Le trait Boulonnais, une affaire de famille

Daniel Louchet, avec l’aide de sa famille (sa femme Sabine et leurs trois enfants, Élise, Jérôme et Laurent) ne compte pas ses heures que la passion du Trait Boulonnais puisse perdurer à La Wattine. La famille compte une quarantaine de chevaux, dont six étalons approuvés pour la monte, tous d’origines différentes. « Mon grand-père et mon père élevaient des chevaux Boulonnais, explique le passionné. J’ai baigné dans cette quasi tradition dès l’enfance. J’ai d’ailleurs connu le travail au champ avec les chevaux, avant que le tracteur n’apparaisse dans les fermes au début des années 70 ».

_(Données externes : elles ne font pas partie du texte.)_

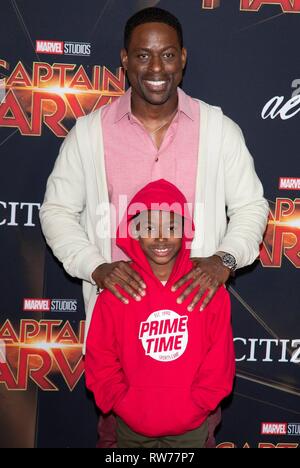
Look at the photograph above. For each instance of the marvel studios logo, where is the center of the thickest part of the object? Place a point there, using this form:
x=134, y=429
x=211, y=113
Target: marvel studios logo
x=50, y=305
x=81, y=49
x=280, y=429
x=289, y=183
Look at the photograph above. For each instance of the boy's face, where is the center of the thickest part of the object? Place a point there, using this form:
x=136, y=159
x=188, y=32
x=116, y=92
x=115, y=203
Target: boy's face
x=160, y=235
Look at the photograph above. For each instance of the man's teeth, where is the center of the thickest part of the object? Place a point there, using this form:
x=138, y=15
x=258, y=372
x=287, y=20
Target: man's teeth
x=156, y=83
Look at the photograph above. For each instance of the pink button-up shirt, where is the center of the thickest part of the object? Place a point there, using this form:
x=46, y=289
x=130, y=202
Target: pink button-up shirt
x=133, y=160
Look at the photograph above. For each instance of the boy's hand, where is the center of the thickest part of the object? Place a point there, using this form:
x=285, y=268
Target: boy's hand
x=109, y=275
x=208, y=273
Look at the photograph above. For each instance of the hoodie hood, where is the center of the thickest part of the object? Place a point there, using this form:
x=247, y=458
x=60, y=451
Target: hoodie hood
x=160, y=195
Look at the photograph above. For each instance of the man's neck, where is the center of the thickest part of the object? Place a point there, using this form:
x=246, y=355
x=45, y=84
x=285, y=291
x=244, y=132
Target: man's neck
x=162, y=272
x=145, y=111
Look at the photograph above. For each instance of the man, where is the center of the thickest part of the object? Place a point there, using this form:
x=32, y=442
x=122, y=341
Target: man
x=154, y=131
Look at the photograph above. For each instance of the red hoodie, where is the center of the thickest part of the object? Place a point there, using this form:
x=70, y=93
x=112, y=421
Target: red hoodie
x=162, y=369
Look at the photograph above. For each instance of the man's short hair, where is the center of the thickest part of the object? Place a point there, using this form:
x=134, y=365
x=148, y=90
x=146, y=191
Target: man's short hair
x=152, y=15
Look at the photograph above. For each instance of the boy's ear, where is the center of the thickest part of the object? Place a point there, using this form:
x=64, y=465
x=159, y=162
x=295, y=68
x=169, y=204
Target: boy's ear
x=134, y=232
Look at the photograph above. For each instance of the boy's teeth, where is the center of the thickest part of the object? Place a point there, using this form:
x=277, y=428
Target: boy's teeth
x=156, y=83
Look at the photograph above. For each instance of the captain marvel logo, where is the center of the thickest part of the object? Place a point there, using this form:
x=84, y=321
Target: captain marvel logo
x=164, y=335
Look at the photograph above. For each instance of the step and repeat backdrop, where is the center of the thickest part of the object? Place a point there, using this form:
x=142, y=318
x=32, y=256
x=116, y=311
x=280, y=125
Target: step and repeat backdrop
x=59, y=61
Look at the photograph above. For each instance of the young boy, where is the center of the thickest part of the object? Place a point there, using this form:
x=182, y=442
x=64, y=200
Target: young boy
x=160, y=368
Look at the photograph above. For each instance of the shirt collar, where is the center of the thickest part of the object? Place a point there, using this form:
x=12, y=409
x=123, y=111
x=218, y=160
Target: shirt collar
x=124, y=105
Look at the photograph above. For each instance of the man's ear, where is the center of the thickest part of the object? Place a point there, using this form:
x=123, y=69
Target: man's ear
x=184, y=55
x=124, y=58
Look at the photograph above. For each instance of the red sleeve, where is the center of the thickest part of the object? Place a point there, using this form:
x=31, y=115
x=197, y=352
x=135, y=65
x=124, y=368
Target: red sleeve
x=214, y=379
x=104, y=374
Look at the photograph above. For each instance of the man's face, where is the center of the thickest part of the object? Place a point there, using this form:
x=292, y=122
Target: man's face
x=154, y=62
x=160, y=235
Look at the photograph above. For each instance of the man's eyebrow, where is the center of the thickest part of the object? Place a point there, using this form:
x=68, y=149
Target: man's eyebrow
x=146, y=49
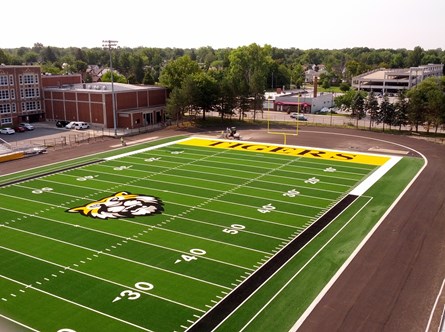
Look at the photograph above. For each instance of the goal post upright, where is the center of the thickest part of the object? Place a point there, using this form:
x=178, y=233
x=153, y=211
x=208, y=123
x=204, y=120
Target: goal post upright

Le départ est prévu pour vendredi 18 février. Le salon, "une occasion de valoriser le cheval Boulonnais", assure Daniel Louchet, qui ne manque pas une opportunité de mettre en avant la race. L’année dernière, l’éleveur avait d’ailleurs prêté l’une des ses juments pour le ramassage de déchets, organisé par la société Astradec, à Berck.
Depuis 1959, chaque année sans exception, les chevaux de l’élevage obtiennent des récompenses. Sans pression, Daniel Louchet part néanmoins au salon dans l’espoir d’en ramener une ou plusieurs plaques en fer rouges ou bleues, emblèmes d’une passion et d’une bonne dose de travail quotidien.